Wednesday, May 2, 2007
JUST SAY NO! to the third wheel...
When you want to hang out with someone, and for whatever reason, that third person has to come along, I believe that as soon as they are there on uninvited terms, their opinion, immediately holds no water. The third wheel comes along participates in all the evenings activities, and generally ruins conversation because now you have to include two people instead of one. Then at the end of the night they speak up as if what they have to say means anything. Seriously...if you're going to be that annoying motherfucker that comes along, doesnt shut up, and for the most part ruins the night, save us all some trouble and just go hang yourself now. No, better yet, drown yourself, you need to suffer a little on the way out.

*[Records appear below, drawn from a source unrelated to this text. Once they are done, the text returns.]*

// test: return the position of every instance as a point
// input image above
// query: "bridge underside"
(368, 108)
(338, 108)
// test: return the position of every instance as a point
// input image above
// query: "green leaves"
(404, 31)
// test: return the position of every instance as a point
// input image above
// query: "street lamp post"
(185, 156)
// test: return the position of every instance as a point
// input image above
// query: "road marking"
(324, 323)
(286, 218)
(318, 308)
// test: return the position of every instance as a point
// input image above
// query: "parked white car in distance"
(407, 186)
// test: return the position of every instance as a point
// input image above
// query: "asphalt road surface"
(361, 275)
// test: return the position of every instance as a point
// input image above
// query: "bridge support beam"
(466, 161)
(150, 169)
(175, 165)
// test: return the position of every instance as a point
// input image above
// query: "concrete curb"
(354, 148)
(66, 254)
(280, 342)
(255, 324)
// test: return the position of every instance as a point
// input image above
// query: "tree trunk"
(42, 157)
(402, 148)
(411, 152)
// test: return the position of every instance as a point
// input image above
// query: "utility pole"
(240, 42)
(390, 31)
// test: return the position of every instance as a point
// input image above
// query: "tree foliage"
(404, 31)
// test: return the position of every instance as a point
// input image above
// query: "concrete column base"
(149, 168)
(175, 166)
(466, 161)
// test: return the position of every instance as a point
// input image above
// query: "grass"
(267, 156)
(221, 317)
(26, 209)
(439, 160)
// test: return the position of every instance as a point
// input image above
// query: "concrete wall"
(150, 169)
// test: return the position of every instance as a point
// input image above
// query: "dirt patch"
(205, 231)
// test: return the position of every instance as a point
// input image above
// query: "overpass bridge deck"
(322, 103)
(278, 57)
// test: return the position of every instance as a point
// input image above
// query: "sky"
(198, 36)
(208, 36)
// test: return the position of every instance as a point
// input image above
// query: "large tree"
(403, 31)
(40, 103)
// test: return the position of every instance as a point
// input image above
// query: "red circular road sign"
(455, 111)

Who makes the best third wheel? The girls fat friend. Not only do they make good third wheels, but they also make top notch cock blocks. Just because I don't want to touch your nasty ass, gives you no grounds to fuck up my shit. Expend a little bit of that energy you use, getting inbetween my plans, on a treadmill and maybe you wouldnt have to cock block all your good looking friends so that you didnt feel so shitty about yourself. Drink a little water once in a while, instead of pop. Opt out for a salad, not a burger, be a little fucking pro-active, please. Do the world a favor. And for god sakes, LEARN SOME MANNERS QUIT BEING SO GOD DAMNED LOUD! fuck!